The US supreme court has temporarily blocked a bankruptcy deal for Purdue Pharma that would have shielded members of the billionaire Sackler family, which once controlled the company, from additional civil lawsuits over the opioid epidemic and that capped the Sacklers’ personal liability at $6 billion (€5.5 billion).
The order is likely to delay any payments to the thousands of plaintiffs who have sued the Sacklers and Purdue, the maker of the prescription painkiller OxyContin, which is widely blamed for igniting the opioid crisis. Under the deal, the Sacklers had agreed to pay billions to plaintiffs in exchange for full immunity from all civil legal disputes.
The order was in response to a US justice department objection to the plan, which the government said allowed members of the Sackler family to take advantage of legal protections meant for debtors in “financial distress”, not for billionaires.

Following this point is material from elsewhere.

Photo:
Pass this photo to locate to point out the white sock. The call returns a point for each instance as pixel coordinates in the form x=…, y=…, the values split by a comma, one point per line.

The justices said they would hear arguments in December to decide whether the agreement is authorised by the US bankruptcy code. The case could have far-reaching implications for similar lawsuits.
That is because the Purdue agreement involves a popular but controversial practice: resolving lawsuits about mass injuries through bankruptcy courts, rather than allowing the cases to make their way through the traditional court system. In many of these agreements, third parties – in this instance, the Sacklers – are shielded from liability without being required to declare bankruptcy.
“What are the Sacklers getting out of this?” said Lindsey Simon, an associate professor at Emory University School of Law and a bankruptcy expert. “They’re getting one deal to be done. Whereas if they didn’t get it, individuals could still sue them forever.”
Put simply, Prof Simon said, “they get all the benefit with none of the costs”.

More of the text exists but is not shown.